A Monday piece from the Chicago Tribune highlights an issue most of us have never heard of before: In “at least” 43 states, it is legal to seek “room and board fees” from released prisoners. In other words, it is legal to file lawsuits against prisoners after they have been released as a matter of making them pay for the time they spent locked up.
This system, which is allegedly intended to lessen the financial burden of taxpayers, fines inmates for their time by supposedly seeking out those who have come into any sort of money during or after their stays and, for lack of a better term, targeting them with lawsuits.
According to the Tribune, most inmates in the Illinois Department of Corrections — the prison system on which the article focused — are poor, “unlike many white-collar criminals populating federal prisons.”
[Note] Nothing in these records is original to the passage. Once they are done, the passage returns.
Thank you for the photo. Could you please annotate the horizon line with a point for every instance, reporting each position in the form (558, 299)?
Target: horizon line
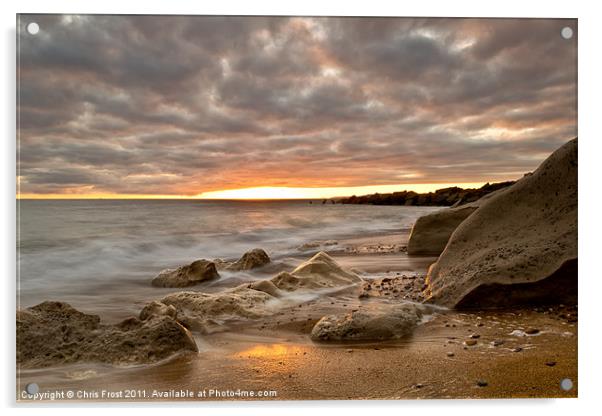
(263, 193)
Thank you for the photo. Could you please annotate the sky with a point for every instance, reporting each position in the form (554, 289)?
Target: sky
(190, 106)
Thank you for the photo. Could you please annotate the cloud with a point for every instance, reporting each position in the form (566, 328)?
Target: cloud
(182, 105)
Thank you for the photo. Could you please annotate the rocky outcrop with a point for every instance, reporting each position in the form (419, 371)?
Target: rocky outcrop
(520, 246)
(451, 196)
(431, 232)
(54, 333)
(392, 322)
(206, 311)
(189, 275)
(250, 260)
(322, 271)
(157, 309)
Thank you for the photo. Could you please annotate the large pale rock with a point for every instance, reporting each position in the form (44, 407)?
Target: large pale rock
(395, 321)
(54, 333)
(250, 260)
(520, 246)
(322, 271)
(205, 312)
(189, 275)
(431, 232)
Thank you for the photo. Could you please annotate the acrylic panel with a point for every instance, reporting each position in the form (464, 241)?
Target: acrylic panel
(295, 208)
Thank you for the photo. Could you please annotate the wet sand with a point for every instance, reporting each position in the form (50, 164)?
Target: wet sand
(275, 354)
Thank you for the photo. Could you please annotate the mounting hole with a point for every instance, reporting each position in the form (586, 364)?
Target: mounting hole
(566, 384)
(32, 388)
(566, 32)
(33, 28)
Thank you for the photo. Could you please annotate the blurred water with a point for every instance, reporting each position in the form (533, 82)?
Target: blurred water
(100, 255)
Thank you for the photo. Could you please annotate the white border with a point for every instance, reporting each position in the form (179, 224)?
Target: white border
(590, 68)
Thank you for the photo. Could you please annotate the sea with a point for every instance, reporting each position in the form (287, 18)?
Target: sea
(100, 255)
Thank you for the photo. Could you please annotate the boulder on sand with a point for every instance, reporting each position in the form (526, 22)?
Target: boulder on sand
(250, 260)
(54, 333)
(189, 275)
(157, 308)
(392, 322)
(519, 247)
(431, 232)
(207, 311)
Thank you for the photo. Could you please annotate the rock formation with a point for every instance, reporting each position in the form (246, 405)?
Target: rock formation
(54, 333)
(204, 311)
(431, 232)
(189, 275)
(520, 246)
(250, 260)
(392, 322)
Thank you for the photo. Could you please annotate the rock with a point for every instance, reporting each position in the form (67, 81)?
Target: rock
(54, 333)
(250, 260)
(392, 322)
(518, 247)
(157, 309)
(192, 274)
(321, 271)
(266, 286)
(205, 311)
(431, 232)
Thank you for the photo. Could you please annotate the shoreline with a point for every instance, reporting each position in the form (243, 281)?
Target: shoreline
(275, 352)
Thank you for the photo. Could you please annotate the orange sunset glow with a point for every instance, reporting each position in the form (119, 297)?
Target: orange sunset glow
(286, 107)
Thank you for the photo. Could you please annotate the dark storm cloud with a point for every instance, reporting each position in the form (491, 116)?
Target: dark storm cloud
(182, 105)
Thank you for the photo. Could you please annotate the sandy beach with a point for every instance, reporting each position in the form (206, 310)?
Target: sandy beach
(275, 354)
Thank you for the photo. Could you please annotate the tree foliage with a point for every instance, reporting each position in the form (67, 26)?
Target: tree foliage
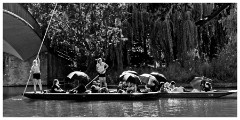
(134, 34)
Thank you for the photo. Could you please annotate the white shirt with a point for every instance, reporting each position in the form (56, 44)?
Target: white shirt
(101, 68)
(35, 69)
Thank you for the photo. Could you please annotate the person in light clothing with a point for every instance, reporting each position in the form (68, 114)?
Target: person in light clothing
(35, 70)
(101, 68)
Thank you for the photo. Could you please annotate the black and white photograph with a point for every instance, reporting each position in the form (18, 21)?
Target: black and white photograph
(119, 59)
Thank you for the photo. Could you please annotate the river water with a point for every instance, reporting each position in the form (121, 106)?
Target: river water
(16, 106)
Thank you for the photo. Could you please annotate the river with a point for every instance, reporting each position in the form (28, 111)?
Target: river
(16, 106)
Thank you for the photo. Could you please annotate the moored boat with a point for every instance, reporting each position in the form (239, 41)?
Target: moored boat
(125, 96)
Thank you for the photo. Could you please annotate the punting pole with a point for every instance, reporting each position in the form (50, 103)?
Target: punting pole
(41, 45)
(92, 80)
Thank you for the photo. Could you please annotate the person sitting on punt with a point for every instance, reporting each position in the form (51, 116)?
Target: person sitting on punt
(131, 88)
(173, 88)
(79, 89)
(207, 86)
(95, 87)
(172, 85)
(161, 86)
(56, 88)
(152, 85)
(122, 87)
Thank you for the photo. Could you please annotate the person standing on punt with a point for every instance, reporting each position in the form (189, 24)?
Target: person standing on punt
(101, 68)
(35, 70)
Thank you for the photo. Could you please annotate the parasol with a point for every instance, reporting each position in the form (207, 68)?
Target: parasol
(79, 76)
(197, 81)
(159, 77)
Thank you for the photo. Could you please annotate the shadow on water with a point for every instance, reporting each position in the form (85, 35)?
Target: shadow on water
(16, 106)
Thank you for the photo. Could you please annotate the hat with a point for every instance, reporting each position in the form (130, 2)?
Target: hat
(172, 82)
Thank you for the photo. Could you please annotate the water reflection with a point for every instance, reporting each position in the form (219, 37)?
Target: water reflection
(15, 106)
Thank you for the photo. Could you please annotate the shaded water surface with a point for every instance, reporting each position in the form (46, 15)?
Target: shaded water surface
(15, 106)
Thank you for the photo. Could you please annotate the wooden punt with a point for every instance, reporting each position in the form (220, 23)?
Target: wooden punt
(125, 96)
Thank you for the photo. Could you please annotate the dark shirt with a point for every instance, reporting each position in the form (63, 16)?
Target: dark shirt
(81, 89)
(55, 87)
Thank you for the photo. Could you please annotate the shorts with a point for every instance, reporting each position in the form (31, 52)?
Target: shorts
(102, 75)
(36, 75)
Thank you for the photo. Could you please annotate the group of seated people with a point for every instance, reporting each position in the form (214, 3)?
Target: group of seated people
(128, 87)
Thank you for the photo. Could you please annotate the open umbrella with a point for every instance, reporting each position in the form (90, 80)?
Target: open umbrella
(197, 81)
(79, 76)
(129, 77)
(146, 77)
(130, 71)
(159, 77)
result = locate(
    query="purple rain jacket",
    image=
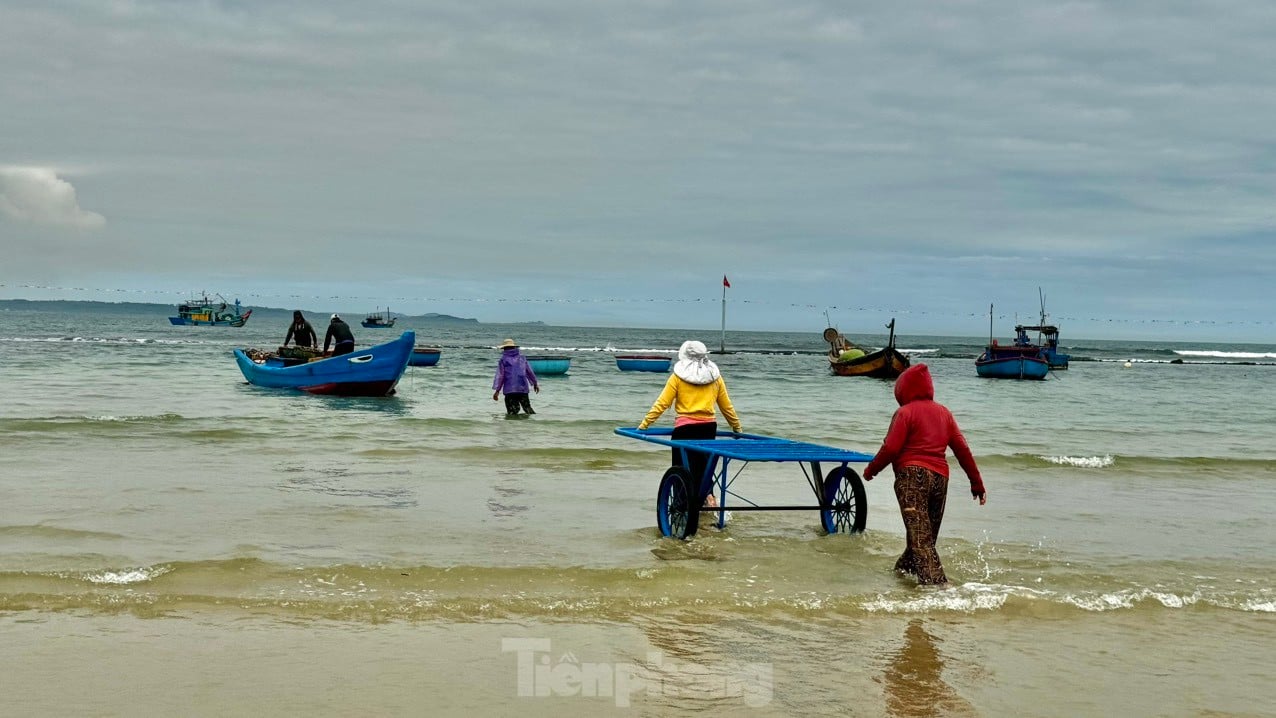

One particular story focuses on Johnny Melton, a man who had spent 15 months in prison on drug charges and was then sued for nearly $20,000 for his stay in prison. This un-coincidentally came about after he had received $31,690 “to settle a lawsuit over his mother’s death.”
This whole situation is eerily reminiscent of some dystopian novel like “1984,” depicting a society in which the government watches the people who come into money through some secret lens and immediately slams a gavel down on their checkbooks and drags them back into the depths of their system.
But this isn’t a dystopian novel, and the fact that these double-whammy lawsuits are against those who have served sentences for drug charges makes this even worse.
Our inmates are already coming out of prison at a disadvantage. With these lawsuits, prisoners have nary a chance of making honest livings, finding places to go or becoming contributing members of society once they are released. Many argue these burdens will have a “chilling effect on the incarcerated asserting their constitutional rights.”
This speaks to the complete unproductivity of the United States prison system. Instead of making prison a rehabilitative process for inmates to come to terms with the immorality and illegality of their ways, prison has long continued to be an overcrowded space filled with many inmates who see no feasible life after their sentences have ended. In turn, they come to spite the system that wronged them. Instead of encouraging a released prisoner to start anew with the money he has acquired, the government pulls his chair out from underneath him and turns the clock backward. No one is coming out better on the other side.
Prison isn’t a 5-star hotel, and inmates didn’t choose to make their stays there. It isn’t as though there is an option of “pay and go free.” You are required to serve your sentence, of course — if you do the crime you do the time. But if we can’t afford to be sending people to prisons then maybe we need to stop using them so wistfully, especially when it comes to drug charges.
Alan Mills, executive director of the Uptown People’s Law Center, said it best to the Tribune: “If you don’t have a way to support yourself, you go to the underground economy. That’s criminal, and you go back to prison … That’s horrible public policy.”
There will always be someone who rebuts with, “Those released prisoners are just going to spend their new funds on drugs, anyway.” Well, maybe so. But paying a fee after the fact isn’t going to change this — perhaps if we spent money rehabilitating drug addicts and helping them find jobs post-release, this wouldn’t be such a huge issue. Or better yet, maybe we could decriminalize marijuana, making many drug charges obsolete. However, this is seemingly impossible considering the strong stigma so many have against drugs, drug charges and prison in general in this country — this may be an argument for another day.
According to U.S. Presidential candidates and former U.S. Sens. Hillary Clinton and Rand Paul, the United States only houses 5 percent of the world’s population, yet the country hosts “almost 25 percent of the world’s total prison population,” The Washington Post reported.
It’s a shame that this is one of the first times we are hearing about this issue, but it isn’t surprising. This is something the government would surely cover up to avoid any backlash or confrontation. People cannot protest what they don’t know.